Jailed Russian politician Navalny says he’s in punishment cell

(Reuters) – Jailed anti-Russian politician Alexei Navalny said on Monday that prison officials had thrown him into a cell for minor rule violations after he tried to encourage fellow inmates to form a trade union.

Navalny, one of the most vocal critics of President Vladimir Putin in Russia, is serving an 11-1/2-year sentence after being found guilty of parole violations and charges of fraud and contempt of court. He says all the charges were framed as an excuse to jail him to thwart his political ambitions.

The 46-year-old man, who returned to Russia in 2021 from Germany, where Western laboratory tests showed he had attempted poisoning with a Soviet-era nerve agent in Siberia, was moved to a higher level in June. A security penal colony far from Moscow. Russia denied the attempt to kill him.

On Monday, he said in a post organized by his lawyer and supporters on Twitter that he was initially held in a detention cell for three days for not regularly buttoning the top of his prison uniform, which he said was several sizes. Short for him.

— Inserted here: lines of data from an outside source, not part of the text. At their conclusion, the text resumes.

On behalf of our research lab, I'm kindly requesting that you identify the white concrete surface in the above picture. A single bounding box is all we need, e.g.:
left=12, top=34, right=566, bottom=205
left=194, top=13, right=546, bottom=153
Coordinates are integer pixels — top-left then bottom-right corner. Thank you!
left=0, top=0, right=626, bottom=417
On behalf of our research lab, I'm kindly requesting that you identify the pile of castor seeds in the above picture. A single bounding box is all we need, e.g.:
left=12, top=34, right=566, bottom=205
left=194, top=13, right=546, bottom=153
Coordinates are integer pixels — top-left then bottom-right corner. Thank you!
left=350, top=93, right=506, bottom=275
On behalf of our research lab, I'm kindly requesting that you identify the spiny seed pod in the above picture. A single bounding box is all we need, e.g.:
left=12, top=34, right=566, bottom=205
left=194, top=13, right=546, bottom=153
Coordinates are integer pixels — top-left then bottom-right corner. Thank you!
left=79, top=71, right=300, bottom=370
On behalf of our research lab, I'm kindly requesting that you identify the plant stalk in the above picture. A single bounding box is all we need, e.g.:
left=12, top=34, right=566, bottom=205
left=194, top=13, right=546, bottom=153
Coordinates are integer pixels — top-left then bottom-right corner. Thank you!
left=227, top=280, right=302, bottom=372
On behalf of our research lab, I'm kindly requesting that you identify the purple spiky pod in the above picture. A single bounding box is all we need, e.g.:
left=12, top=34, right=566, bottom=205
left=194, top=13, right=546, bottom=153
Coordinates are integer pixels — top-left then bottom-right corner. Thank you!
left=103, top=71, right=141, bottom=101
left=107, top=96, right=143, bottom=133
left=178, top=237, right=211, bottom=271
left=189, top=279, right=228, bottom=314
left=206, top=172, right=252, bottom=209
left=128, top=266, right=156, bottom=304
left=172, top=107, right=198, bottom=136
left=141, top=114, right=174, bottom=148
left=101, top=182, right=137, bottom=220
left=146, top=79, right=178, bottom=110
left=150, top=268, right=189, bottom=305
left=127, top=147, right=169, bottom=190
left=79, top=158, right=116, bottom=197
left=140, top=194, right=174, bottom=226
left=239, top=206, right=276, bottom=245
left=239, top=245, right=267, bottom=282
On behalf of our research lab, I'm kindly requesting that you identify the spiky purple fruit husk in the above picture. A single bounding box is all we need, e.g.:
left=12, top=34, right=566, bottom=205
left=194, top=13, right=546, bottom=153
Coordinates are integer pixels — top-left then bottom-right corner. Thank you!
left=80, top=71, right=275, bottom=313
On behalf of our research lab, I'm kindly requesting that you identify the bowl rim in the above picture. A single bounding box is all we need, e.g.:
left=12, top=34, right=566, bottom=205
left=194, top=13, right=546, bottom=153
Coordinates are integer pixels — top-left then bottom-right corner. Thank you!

Navalny is reported to be in the IK-6 penal colony in Melekhovo, near Vladimir, about 250 km (155 mi) east of Moscow.

There was no immediate comment from the jail administration.

“The solitary confinement cell is a 2.5 x 3 meter concrete kennel. Most of the time it’s unbearable because it’s cold and damp. There’s water on the floor. I got the beach version – it’s very hot and almost no air,” Navalny wrote.

“The windows are small, but the walls are too thick for air flow – even the nets don’t move. There is no ventilation. At night you sleep there and feel like a fish on the beach. At 5 in the morning they take your body away. Mattress and pillow… and raise your bunk. . At 9 p.m. the bunk is lowered again and the mattress returned. There is an iron table, an iron bench, a sink, a hole in the floor and two cameras on the ceiling.”

Navalny said he would receive a visit from his relatives in September, but no such visits are allowed for those in solitary confinement.

“So they say it will become my permanent residence unless I ‘rethink my attitude,'” he wrote.